The coronavirus pandemic has disrupted the lives of many people around the world. Charlotte Gainsbourg is one of those people who decided to change their life … or, in a way, to find the one before. The 49-year-old actress, who had moved to a house in New York with her children, in 2013, following the death of her sister Kate Barry on December 11 of that year, turned back last June. In an interview with Madame Figaro and published this Friday, January 15, the daughter of Jane Birkin and Serge Gainsbourg explains why she chose to put her boxes in Paris, in the 7th arrondissement. “In April, New York had become this deserted city, at the end of the world, and I had a panic “, says the singer, distraught by nature. And to continue: “I said to myself : ‘enough to live apart, I need to be with Yvan, my son, my mother, Yvan’s mother. “

It must be said that for years, Yvan Attal and Charlotte Gainsbourg had a long-distance relationship, with its share of difficulties. The mother then returned to France, accompanied by her daughter, Joe (9 years old), and found her lover as well as their eldest son, Ben (23 years old). As for their youngest daughter, Alice (18), she stayed in the United States to continue her studies, housed in a campus. An (almost) whole family, for their greatest happiness.

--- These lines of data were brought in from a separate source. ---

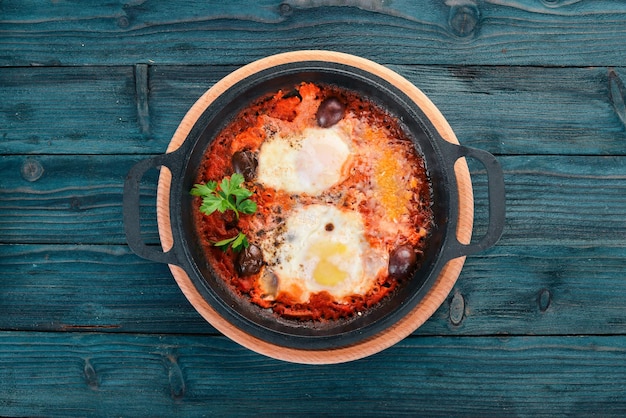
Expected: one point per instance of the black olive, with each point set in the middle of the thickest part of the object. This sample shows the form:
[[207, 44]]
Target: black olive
[[331, 111], [402, 261], [245, 163], [249, 260]]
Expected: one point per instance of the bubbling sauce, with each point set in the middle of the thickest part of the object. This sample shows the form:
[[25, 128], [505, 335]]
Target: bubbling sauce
[[343, 203]]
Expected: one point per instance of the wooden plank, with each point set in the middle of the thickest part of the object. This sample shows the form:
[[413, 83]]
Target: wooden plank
[[96, 110], [130, 375], [579, 200], [69, 199], [511, 290], [65, 110], [119, 32], [90, 288]]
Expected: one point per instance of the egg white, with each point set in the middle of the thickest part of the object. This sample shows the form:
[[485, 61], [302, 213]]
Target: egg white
[[323, 249], [308, 162]]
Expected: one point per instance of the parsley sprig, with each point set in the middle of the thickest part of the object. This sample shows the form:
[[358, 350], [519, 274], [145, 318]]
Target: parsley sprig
[[229, 194]]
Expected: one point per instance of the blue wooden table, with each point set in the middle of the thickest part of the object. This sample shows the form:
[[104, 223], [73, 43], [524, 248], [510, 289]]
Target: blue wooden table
[[534, 326]]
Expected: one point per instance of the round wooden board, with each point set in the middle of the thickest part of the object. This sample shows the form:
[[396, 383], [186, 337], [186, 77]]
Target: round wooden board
[[424, 310]]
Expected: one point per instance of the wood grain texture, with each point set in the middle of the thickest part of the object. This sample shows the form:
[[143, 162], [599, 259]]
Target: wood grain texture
[[485, 32], [512, 290], [76, 200], [96, 374], [504, 110], [551, 200], [90, 288]]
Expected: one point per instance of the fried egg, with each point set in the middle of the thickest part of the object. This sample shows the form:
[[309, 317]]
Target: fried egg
[[322, 248], [308, 162]]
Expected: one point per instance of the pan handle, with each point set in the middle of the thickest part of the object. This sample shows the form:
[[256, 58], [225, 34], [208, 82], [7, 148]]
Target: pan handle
[[495, 178], [132, 221]]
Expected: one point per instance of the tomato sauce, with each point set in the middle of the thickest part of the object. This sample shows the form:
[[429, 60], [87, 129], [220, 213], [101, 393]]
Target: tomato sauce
[[392, 217]]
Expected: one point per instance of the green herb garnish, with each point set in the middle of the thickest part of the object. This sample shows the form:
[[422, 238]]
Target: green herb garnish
[[230, 194]]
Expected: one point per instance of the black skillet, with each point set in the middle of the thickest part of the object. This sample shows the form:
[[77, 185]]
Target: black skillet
[[440, 157]]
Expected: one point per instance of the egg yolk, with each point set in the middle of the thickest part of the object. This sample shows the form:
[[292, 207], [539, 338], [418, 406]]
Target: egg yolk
[[326, 272]]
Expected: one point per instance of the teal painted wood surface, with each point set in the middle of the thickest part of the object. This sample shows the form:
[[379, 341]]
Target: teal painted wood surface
[[505, 110], [554, 200], [136, 375], [528, 32], [511, 290], [534, 327]]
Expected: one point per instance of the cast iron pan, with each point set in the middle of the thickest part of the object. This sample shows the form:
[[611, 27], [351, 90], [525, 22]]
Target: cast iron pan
[[440, 157]]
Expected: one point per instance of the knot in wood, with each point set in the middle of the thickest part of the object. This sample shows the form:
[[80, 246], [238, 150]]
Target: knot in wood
[[457, 309], [463, 20], [551, 3], [123, 22], [544, 299], [31, 170], [285, 9]]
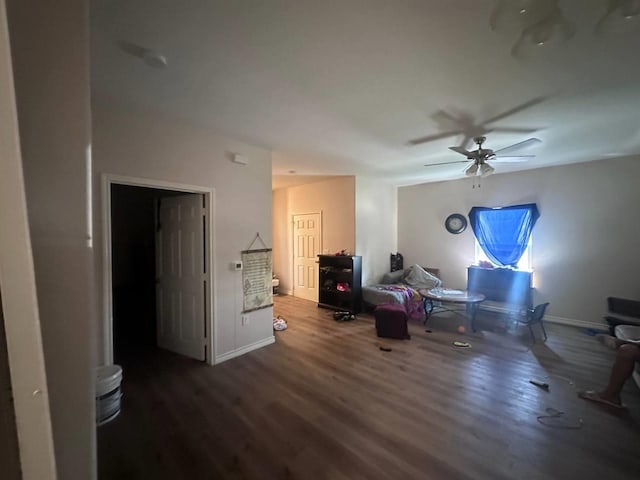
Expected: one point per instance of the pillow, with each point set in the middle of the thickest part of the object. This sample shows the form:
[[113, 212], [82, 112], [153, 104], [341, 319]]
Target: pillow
[[418, 277], [392, 277]]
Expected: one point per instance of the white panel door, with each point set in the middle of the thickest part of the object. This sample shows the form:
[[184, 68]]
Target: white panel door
[[180, 286], [307, 232]]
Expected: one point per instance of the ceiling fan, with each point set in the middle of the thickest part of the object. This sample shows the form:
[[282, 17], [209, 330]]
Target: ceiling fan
[[480, 156]]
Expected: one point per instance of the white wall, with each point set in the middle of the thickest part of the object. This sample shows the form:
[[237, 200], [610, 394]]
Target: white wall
[[335, 199], [585, 244], [50, 48], [376, 226], [131, 143]]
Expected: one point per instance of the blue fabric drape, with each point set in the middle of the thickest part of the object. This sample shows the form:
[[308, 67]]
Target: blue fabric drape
[[503, 233]]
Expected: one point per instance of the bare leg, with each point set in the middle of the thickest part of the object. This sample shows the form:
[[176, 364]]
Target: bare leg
[[626, 359]]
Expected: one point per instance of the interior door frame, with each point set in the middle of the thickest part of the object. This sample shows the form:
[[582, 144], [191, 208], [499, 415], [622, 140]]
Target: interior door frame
[[107, 273], [293, 248]]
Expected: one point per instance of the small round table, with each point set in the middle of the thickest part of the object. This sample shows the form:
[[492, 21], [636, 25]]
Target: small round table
[[449, 299]]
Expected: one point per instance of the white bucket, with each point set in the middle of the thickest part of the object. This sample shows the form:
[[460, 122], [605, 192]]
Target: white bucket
[[108, 393]]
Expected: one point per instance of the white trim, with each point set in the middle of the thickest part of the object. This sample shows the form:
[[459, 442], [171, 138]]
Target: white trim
[[575, 322], [549, 318], [246, 349], [19, 297], [107, 287]]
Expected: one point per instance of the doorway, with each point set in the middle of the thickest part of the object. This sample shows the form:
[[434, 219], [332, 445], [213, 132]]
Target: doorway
[[9, 453], [307, 236], [157, 270]]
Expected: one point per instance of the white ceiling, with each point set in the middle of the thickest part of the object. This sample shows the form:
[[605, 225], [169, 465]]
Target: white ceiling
[[339, 87]]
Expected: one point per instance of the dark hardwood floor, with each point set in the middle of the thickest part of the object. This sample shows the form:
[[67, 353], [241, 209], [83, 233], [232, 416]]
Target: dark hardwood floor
[[324, 402]]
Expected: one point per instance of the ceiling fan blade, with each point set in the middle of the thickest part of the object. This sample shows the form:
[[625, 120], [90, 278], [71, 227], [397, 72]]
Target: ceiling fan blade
[[517, 146], [461, 151], [445, 163], [514, 110], [514, 130], [431, 138], [518, 158]]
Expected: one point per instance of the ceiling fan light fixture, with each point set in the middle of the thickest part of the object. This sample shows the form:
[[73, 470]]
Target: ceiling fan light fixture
[[486, 170], [552, 31], [622, 16], [471, 170]]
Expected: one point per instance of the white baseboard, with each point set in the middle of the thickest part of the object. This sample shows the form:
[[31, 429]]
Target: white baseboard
[[575, 322], [553, 319], [246, 349]]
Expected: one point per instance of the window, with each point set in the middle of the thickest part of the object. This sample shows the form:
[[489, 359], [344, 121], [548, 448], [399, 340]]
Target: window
[[525, 263], [503, 234]]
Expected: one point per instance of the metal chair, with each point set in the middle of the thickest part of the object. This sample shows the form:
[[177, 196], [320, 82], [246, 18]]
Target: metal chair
[[535, 316]]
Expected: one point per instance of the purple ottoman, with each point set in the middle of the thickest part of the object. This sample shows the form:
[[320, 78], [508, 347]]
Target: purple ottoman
[[391, 321]]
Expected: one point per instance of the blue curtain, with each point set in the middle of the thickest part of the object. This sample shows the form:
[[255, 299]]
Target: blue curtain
[[503, 233]]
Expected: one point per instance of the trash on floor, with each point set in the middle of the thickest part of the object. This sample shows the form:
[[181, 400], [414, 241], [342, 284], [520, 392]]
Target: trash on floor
[[279, 323]]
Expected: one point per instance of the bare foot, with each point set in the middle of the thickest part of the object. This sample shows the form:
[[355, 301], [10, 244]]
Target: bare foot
[[609, 341]]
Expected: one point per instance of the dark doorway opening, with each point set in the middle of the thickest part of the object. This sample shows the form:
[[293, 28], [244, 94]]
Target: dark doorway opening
[[133, 253], [9, 453]]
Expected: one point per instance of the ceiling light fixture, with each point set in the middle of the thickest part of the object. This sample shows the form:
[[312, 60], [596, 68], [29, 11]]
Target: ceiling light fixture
[[148, 56]]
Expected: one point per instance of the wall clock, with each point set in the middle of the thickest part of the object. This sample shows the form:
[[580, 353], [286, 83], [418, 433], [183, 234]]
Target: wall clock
[[455, 223]]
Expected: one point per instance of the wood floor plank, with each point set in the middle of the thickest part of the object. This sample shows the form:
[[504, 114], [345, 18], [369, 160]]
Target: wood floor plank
[[324, 402]]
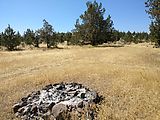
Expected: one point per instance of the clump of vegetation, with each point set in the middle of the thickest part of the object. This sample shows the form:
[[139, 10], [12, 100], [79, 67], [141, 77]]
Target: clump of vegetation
[[10, 39], [91, 28], [154, 12]]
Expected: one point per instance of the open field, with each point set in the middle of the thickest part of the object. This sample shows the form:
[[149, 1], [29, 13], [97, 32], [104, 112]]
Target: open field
[[128, 77]]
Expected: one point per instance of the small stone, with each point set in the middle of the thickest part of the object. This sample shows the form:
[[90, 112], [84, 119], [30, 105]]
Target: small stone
[[57, 109], [80, 105], [16, 107], [82, 95], [51, 105]]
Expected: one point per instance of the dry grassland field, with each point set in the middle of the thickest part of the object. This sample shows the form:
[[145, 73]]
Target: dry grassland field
[[128, 77]]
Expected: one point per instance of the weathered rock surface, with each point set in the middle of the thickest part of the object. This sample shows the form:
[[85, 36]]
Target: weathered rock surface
[[54, 100]]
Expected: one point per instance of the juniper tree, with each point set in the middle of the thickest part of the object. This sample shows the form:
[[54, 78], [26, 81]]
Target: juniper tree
[[48, 34], [10, 39], [153, 8], [92, 26]]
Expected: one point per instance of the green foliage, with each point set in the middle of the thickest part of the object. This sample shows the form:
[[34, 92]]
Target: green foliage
[[135, 37], [93, 27], [153, 9], [10, 39], [48, 35]]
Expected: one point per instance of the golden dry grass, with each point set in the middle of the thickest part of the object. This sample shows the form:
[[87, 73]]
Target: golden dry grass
[[128, 78]]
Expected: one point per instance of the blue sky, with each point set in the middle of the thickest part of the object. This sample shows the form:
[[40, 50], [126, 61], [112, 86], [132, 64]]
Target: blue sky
[[62, 14]]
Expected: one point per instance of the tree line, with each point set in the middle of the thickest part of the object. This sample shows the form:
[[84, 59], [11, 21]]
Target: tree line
[[91, 28]]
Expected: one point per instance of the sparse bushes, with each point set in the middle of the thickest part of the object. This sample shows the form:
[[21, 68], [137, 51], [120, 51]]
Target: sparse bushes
[[10, 39]]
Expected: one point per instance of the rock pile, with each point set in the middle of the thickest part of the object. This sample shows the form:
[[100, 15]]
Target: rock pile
[[53, 100]]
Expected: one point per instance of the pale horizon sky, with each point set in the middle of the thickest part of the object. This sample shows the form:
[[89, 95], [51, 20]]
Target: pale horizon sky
[[127, 15]]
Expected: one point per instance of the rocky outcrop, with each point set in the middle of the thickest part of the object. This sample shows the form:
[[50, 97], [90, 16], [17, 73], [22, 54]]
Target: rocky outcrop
[[54, 100]]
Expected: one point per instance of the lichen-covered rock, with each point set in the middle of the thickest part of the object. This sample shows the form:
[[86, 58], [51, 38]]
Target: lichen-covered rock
[[54, 100]]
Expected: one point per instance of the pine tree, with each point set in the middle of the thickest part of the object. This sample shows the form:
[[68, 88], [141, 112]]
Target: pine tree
[[10, 39], [48, 34], [92, 27], [154, 11]]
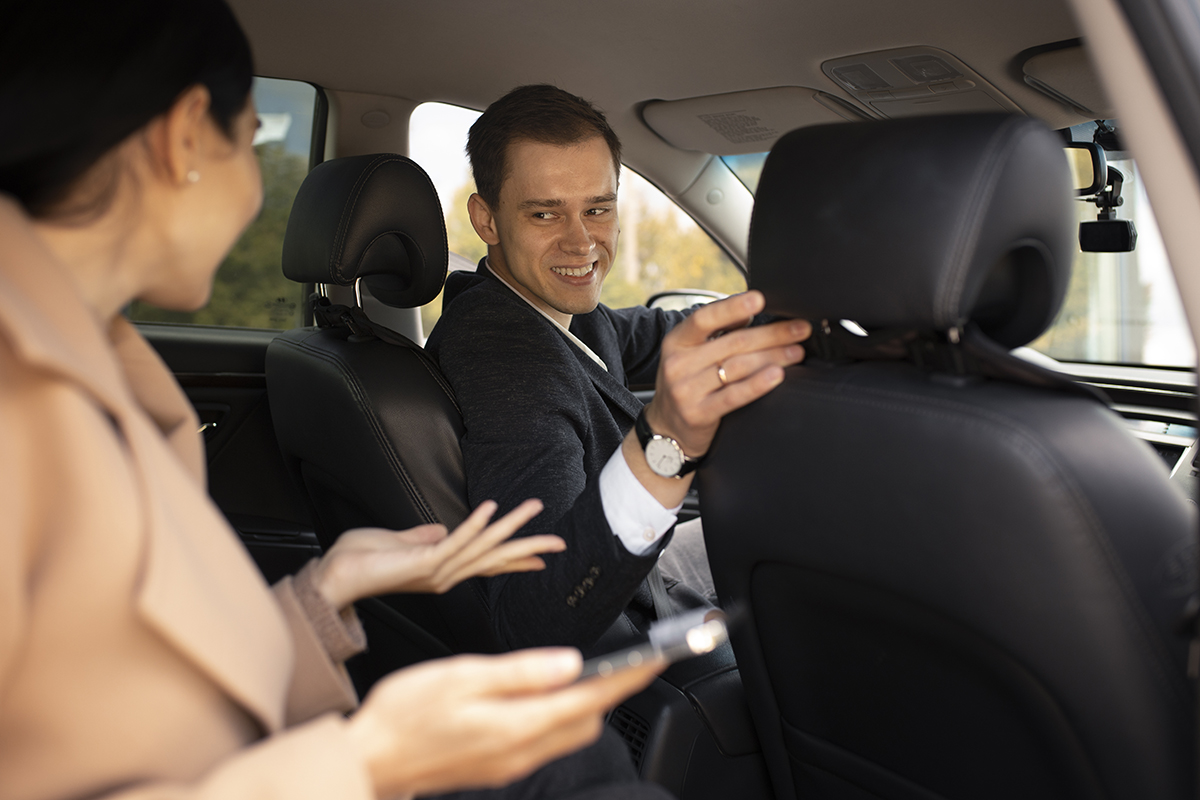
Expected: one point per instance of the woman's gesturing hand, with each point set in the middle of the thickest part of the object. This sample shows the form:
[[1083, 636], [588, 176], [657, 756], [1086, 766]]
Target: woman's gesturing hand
[[367, 561], [477, 721]]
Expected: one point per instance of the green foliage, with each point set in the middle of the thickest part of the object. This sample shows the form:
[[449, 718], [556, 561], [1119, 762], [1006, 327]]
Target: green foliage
[[670, 256], [250, 289], [461, 239]]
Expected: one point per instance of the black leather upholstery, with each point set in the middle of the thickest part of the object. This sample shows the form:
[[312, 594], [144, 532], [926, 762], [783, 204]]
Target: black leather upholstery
[[371, 217], [960, 587], [927, 239], [370, 428]]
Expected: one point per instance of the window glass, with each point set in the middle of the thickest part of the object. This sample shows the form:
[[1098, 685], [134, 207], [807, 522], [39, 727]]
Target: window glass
[[748, 168], [660, 247], [1122, 307], [250, 289]]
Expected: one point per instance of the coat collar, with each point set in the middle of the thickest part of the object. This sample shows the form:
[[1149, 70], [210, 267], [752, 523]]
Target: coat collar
[[601, 378], [198, 589]]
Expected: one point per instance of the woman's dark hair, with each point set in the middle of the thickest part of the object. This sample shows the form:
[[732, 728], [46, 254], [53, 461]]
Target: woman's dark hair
[[534, 113], [78, 77]]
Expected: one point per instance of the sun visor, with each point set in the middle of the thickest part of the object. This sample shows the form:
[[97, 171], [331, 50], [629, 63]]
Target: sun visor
[[916, 82], [743, 121], [1067, 76]]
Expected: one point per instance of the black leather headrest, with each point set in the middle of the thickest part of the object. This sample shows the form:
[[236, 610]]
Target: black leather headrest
[[918, 224], [371, 217]]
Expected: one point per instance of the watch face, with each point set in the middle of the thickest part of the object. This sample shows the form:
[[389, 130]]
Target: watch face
[[664, 456]]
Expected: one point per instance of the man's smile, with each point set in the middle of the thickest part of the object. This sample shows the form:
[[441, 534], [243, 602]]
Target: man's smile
[[574, 272]]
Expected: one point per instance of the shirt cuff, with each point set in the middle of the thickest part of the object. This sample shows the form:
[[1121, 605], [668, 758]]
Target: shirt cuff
[[340, 632], [634, 515]]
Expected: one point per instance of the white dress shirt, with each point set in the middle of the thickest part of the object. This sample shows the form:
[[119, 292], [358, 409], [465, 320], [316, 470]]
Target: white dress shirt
[[634, 515]]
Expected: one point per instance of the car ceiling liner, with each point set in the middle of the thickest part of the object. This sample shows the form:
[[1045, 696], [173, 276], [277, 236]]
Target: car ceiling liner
[[885, 84]]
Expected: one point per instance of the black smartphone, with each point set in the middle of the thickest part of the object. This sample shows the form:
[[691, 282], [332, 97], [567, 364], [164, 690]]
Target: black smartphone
[[685, 636]]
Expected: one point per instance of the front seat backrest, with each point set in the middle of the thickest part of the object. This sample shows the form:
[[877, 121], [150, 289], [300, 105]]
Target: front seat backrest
[[369, 427], [963, 572]]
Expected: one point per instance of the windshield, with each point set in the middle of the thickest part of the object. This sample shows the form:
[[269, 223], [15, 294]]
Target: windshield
[[1120, 307]]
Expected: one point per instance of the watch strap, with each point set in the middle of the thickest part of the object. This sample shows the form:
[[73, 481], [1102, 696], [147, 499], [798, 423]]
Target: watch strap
[[643, 433]]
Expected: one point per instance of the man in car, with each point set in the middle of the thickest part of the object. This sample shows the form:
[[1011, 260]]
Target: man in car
[[541, 372]]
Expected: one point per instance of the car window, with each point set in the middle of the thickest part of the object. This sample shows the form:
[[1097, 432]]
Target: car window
[[660, 246], [250, 289], [1120, 307]]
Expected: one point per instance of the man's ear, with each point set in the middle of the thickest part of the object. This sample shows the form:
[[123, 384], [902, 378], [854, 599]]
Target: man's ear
[[179, 142], [483, 220]]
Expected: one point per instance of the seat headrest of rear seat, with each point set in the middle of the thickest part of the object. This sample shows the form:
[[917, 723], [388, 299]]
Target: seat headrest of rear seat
[[371, 217], [921, 223]]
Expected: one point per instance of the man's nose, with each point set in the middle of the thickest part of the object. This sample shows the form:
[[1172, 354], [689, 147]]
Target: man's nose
[[577, 239]]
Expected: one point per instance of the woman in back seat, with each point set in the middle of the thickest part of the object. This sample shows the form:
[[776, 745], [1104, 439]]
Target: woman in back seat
[[141, 654]]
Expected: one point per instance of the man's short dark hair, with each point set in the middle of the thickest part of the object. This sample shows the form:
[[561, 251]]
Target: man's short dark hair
[[534, 113]]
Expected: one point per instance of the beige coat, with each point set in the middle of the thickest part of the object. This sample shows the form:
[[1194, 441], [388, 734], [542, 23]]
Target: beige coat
[[141, 653]]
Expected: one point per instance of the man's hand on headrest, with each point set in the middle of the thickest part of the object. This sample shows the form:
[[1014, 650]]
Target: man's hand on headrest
[[712, 364]]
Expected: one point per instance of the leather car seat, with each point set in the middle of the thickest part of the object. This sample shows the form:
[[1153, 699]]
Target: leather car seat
[[367, 425], [963, 573]]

© COADIC GUIREC / BESTIMAGECharlotte Gainsbourg surrounded by Yvan Attal and Ben Attal – Preview of the film “Mon chien stupide”, at the UGC Normandie cinema in Paris, October 22, 2019.

The calm before the storm

Beyond the spread of Covid-19, Charlotte Gainsbourg left a very tense climate. Last December, in the pages of Vanity Fair, she described the social context across the Atlantic. “We left while the protests for George Floyd had just broken out “, she declared, while in France, “it was the dead calm (…) so destabilizing”. A more peaceful atmosphere which did not last, however. “And then, now, here too, things are troubled”, she continued, referring to the assassination of Professor Samuel Paty, in Conflans-Sainte-Honorine (Yvelines), which dates back to October 16.

Article written with the collaboration of 6Medias.